Let's say I have a stochastic optimization problem of the type ($x \in \mathbb{R}^n$):
$$J(x,t)= \max_u E\bigg [\int_t^{+\infty} g(x,u)e^{-\rho s}ds\bigg]$$ The SHJB equation for this is ($J$ is the value function, $\mu (x,t,u)$ is the drift, I'm assuming constant $\sigma$ and $\nu = \sigma \sigma'$). $$\rho J = \max_{u} \bigg [ g + \langle \mu, \nabla J \rangle + \frac{1}{2}\sum_{ij}\frac{\partial^2 J}{\partial x_i \partial x_j}\nu_{ij}\bigg]$$ But with what boundary conditions am I supposed to solve this for infinite horizon? Even for the one dimensional case, is it a Cauchy problem? What's the initial condition?
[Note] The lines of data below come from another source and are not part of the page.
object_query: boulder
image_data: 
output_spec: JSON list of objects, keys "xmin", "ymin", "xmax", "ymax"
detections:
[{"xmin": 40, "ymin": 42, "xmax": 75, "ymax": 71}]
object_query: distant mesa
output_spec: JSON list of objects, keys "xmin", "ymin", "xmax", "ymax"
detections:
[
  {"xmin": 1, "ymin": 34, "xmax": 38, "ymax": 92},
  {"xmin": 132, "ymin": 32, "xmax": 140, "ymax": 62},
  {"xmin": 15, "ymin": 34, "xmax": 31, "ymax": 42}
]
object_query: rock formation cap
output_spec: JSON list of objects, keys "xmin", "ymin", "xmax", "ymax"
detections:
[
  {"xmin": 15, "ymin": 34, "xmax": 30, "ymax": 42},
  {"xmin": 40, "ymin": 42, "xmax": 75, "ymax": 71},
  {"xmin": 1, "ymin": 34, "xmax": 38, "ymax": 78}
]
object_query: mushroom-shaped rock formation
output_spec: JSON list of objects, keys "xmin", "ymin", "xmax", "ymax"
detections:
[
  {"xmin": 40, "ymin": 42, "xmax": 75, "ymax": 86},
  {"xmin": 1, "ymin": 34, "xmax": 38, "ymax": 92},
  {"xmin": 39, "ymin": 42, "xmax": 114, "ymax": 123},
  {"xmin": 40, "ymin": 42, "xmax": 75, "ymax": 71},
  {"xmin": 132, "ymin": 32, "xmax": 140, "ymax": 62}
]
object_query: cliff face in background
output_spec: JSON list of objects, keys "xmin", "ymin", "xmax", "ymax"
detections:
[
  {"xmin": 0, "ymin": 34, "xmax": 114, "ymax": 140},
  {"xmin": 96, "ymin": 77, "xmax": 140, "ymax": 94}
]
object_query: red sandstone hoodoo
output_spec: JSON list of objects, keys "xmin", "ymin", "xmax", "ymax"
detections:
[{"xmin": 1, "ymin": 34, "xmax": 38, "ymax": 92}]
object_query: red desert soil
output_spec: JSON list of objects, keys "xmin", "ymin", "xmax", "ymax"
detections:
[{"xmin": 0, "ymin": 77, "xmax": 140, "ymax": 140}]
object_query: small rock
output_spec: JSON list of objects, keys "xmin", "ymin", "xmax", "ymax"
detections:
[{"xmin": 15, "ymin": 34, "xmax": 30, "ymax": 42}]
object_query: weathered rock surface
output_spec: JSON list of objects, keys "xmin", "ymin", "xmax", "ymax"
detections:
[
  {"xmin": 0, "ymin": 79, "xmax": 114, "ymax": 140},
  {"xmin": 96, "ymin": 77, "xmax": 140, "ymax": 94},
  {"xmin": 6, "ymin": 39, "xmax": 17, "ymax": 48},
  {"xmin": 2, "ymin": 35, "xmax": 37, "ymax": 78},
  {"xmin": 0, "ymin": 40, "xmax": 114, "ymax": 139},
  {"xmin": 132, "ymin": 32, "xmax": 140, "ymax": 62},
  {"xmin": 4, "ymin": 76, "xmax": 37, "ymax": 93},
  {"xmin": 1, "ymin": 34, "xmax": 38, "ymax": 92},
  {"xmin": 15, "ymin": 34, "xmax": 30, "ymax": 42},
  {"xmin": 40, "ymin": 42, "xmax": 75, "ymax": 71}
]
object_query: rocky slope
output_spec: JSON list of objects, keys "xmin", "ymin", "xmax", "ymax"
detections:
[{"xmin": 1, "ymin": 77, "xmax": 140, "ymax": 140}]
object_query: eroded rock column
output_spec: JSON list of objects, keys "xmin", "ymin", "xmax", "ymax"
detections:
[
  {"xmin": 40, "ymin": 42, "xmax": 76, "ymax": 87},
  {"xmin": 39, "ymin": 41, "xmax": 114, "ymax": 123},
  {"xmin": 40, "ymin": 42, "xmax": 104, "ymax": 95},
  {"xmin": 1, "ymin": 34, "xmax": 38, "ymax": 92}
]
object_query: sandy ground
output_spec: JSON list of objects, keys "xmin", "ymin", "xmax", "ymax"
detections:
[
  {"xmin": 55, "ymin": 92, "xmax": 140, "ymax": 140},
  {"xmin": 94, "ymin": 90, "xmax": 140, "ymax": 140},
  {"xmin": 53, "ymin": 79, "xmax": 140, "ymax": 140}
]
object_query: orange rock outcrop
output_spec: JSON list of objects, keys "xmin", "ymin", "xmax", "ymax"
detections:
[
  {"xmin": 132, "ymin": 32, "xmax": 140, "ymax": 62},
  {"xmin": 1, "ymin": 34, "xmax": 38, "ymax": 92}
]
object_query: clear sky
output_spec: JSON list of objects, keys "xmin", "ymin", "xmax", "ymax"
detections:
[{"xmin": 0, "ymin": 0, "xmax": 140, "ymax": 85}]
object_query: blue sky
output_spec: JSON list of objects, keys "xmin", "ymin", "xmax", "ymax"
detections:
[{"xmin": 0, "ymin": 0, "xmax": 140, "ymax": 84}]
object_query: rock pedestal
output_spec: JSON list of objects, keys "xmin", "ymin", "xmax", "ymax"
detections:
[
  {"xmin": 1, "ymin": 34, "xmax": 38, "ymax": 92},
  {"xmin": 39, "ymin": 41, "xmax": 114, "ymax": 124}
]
Given I have 4 close votes for lack of context I really ought to add it. I'm looking for a way to approach this equation: https://mathoverflow.net/questions/467627/specific-type-of-pde
This is pretty much unmanageable in multiple dimensions (or isn't it?) but I was trying to solve it in one dimension (and $\rho = 0$): it's a Chini equation with non constant Chini invariant, so I was approaching it with a numerical solver. The shape remains pretty much the same if I vary the initial condition but the numerical values obviously don't.